Appare quindi chiaro il fondamentale impegno delle Associazioni di Volontariato nel servizio di trasporto delle persone in dialisi, un supporto di cui – oltre all’Azienda, hanno sempre reso atto i coordinatori locali dell’Associazione Emodializzati, che ad Imola conta 26 associati (dato 2019) e che hanno sempre posto particolare attenzione alla qualità di questo servizio.Proprio in questa direzione, nei prossimi mesi sarà somministrato un questionario definito a livello regionale, che intende indagare la soddisfazione della cura nei trasporti a favore dei pazienti dializzati e che si inserisce nell’ambito di un più globale monitoraggio, da parte della Regione delle linee guida che regolano questo servizio, condivise l’ANED, Associazione di riferimento dei pazienti dializzati sul territorio dell’Emilia Romagna

 
Mezzo attrezzato per il trasporto dei pazienti in dialisi acquistato con le donazioni dei cittadini

Un nuovo mezzo attrezzato donato dalla comunità


Con l’ultima convenzione, sottoscritta il 1 febbraio 2020, l’Azienda ha concesso ad Unitalsi in comodato d’uso un Fiat Doblò attrezzato del costo di oltre 17mila euro, recentemente acquistato grazie alle donazioni dei cittadini all’Azienda.Ogni anno l’Azienda Sanitaria di Imola riceve donazioni in danaro dai cittadini, spesso in ricordo dei propri congiunti deceduti, per circa 90mila euro.
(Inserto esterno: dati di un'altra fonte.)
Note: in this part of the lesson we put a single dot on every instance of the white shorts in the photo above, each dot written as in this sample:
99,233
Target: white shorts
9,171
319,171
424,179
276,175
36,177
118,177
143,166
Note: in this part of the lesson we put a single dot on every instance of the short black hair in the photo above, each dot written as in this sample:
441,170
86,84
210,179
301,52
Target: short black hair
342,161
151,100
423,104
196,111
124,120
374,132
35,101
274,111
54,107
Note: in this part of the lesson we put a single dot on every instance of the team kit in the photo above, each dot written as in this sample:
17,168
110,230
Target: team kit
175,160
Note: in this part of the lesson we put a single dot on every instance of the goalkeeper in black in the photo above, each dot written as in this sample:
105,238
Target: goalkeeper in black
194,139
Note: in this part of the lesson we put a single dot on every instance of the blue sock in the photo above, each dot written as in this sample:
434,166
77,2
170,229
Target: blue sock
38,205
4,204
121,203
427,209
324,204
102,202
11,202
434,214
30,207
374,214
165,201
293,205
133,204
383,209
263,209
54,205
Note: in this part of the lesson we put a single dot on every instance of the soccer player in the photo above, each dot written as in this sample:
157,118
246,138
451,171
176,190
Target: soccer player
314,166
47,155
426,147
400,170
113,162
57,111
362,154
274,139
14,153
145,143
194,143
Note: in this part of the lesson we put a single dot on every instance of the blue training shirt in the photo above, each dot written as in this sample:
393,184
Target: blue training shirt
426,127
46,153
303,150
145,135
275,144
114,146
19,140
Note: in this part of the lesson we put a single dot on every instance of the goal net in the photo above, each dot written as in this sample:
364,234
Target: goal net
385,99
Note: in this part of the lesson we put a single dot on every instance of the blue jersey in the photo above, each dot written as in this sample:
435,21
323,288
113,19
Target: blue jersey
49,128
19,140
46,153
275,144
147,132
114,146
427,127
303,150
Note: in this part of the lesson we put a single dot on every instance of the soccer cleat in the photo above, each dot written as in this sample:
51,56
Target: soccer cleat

In genere sono fondi che vengono espressamente dedicati dai donatori a progetti o reparti specifici, in alcuni casi però sono versati su un fondo generale per il potenziamento dei servizi. Da questo e dal fondo dedicato alla Nefrologia e Dialisi è stata recuperata la somma necessaria per l’acquisto del Doblò che è quindi un regalo di tutta la nostra comunità.